Date:29/09/2004 URL: http://www.thehindubusinessline.com/2004/09/29/stories/2004092900161100.htm
Back Gold safer bet than currencies: Study

Our Bureau

Mumbai , Sept. 28

GOLD offers consistently good protection against exchange rate fluctuations, particularly against the dollar, research by three economists from United Kingdom has revealed.

The research released by the World Gold Council (WGC) has used statistical analysis of the relationship between gold and the exchange rates of various currencies against the dollar.

The research was conducted by Mr Forrest Capie, Professor of Economic History at the Cass Business School; Mr Terence Mills, Professor of Applied Statistics and Econometrics at Loughborough University; and Mr Geoffrey Wood, Professor of Economics at Cass Business School in the City of London.

Initially, investors looked for currencies as `safe havens'. However, currencies, including the safest of them, are subject to economic and political risk and to unpredictable political manipulation. Investment in gold was one way to hedge these risks.

The economists referred to data from 1971, the date of the breakdown of the Bretton Woods system, until June 2002 to examine the relationship between gold and exchange rates with particular attention to the hedging properties of gold during economic and political turmoil.

The key findings are that the dollar gold price moves in opposition to the dollar price of currencies such as the British pound, German mark, Swiss franc and Japanese yen. If the dollar appreciates, the dollar gold price falls. A fall in the dollar relative to the other currency produces a rise in the gold price.

"Despite repeated periods of economic turbulence between 1971 and 2002 gold was, throughout, a consistently good protection against the exchange rate fluctuations this turbulence produced," the research pointed out.

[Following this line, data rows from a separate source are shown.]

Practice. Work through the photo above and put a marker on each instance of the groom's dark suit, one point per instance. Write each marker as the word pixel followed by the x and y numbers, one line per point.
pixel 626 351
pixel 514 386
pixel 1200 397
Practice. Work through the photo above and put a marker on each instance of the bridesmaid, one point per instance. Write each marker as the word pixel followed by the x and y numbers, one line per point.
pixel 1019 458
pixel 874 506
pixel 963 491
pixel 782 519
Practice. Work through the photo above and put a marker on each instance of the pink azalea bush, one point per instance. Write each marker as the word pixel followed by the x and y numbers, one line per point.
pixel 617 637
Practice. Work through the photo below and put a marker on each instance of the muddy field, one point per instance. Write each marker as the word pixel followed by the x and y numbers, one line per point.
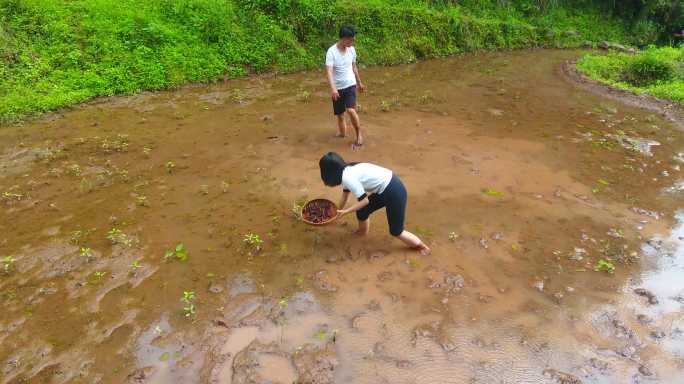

"Gold acquired the attributes of a monetary asset for a wide variety of reasons, many of which are discussed in this paper, but underlying all these reasons is the fact that gold cannot be produced by the authorities who produce currencies. This means that those who can increase the supply of money, and therefore from time-to-time debase its value, cannot by similar means debase the value of gold," the study said.